Проклятие умирающего в адских муках человека.
Карлос не верил в проклятия, а магистры, которых за всю их жизнь проклинали несчетное количество раз, и подавно. Но все равно на душе оставался неприятный осадок, предчувствие чего-то нехорошего, ожидание беды…
Внезапно Матадора осенило: кажется, он догадался, что именно кричал перед смертью сеньор Диего. Да, действительно, очень похоже на…
«Ангел Смерти! Ангел Смерти уже здесь! Молитесь!»
Жуткие вещи, если думать о них на ночь глядя…
На путь до лесистой возвышенности Каса де Кампо Сото Мара потратил не день, а целых три. Купив новую одежду и избавившись от старой, исполненный решимости умереть верный тирадор своего сеньора направился было воплощать в действительность собственную смерть, но вместо этого вынужден был срочно искать себе укрытие – город кишел Защитниками Веры. Выяснилось, что в Мадрид прибывал с визитом Апостол Транспорта – этим и объяснялись столь повышенные меры безопасности.
Сото снял комнату с окнами на восток в маленьком трактире и стал ждать, когда Защитники Веры наконец расползутся по казармам, а на улицах останутся лишь обычные, лениво прохаживающиеся патрули, избежать встречи с которыми было проще простого. Для идущего на смерть любая отсрочка являлась худшей пыткой, но Мара желал встретиться лицом к лицу только со своими главными врагами. Вступить в схватку с Защитниками Веры и пасть от их пуль было бы тоже храбрым поступком, однако в этом случае сеньор скорее всего никогда не узнал бы об искуплении позора своего старшего тирадора. А Сото очень рассчитывал на то, что сеньор все-таки еще услышит о нем.

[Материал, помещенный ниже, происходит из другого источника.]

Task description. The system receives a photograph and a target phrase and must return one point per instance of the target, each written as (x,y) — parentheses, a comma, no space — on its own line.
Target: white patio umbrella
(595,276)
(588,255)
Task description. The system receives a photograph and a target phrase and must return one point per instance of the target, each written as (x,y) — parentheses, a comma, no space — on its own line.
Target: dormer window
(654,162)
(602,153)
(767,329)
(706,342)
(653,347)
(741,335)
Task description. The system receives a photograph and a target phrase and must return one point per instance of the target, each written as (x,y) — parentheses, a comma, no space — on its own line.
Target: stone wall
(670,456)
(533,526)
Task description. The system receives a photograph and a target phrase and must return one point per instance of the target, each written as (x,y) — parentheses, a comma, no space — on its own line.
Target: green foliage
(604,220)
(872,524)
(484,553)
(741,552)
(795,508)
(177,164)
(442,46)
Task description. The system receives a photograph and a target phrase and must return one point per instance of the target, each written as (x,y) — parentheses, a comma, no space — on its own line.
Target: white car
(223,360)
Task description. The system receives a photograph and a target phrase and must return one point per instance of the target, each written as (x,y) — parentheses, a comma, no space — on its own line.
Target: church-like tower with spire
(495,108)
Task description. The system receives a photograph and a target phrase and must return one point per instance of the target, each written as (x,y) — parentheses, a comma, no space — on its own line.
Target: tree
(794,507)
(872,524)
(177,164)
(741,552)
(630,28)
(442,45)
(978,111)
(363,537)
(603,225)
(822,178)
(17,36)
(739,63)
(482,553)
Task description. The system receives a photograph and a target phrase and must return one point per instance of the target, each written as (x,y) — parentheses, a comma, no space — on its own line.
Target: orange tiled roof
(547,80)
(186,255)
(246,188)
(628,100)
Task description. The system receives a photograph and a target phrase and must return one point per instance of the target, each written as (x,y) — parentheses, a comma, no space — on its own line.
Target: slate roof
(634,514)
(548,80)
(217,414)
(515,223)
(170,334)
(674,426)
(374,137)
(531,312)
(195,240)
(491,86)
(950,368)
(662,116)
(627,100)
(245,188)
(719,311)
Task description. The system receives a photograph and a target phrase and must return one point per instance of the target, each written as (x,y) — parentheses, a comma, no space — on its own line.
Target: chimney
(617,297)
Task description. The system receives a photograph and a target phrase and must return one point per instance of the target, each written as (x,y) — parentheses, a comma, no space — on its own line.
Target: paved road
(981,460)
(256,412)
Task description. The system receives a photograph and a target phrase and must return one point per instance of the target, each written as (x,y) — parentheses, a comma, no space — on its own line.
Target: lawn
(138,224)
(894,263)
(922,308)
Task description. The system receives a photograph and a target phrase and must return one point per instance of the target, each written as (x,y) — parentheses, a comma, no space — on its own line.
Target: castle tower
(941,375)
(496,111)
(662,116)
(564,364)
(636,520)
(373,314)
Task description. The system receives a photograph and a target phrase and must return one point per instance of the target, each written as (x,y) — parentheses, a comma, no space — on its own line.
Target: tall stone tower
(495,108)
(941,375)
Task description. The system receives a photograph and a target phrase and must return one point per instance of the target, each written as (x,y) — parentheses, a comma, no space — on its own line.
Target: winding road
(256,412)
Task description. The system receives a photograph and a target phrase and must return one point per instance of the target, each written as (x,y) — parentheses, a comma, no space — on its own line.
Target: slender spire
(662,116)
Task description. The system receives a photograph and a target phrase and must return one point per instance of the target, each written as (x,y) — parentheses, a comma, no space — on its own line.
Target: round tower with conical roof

Находясь в томительном ожидании, Мара даже соорудил себе из обрывка простыни повязку на голову, подобную той, какую надевали его предки-камикадзе прежде, чем отправиться на героическое самопожертвование в начиненных взрывчаткой машинах. В самом центре повязки Сото тоже изобразил восходящее солнце, за неимением красной краски нарисованное собственной кровью. Выводить рядом загадочные буквы предков он уже не стал, поскольку все равно не понимал, что они означают. А с солнцем все было ясно: у предков оно символизировало государственный герб и верность родине, а у Мара – то, чем он вдохновлялся и восхищался на протяжении многих лет. Символ всей его жизни.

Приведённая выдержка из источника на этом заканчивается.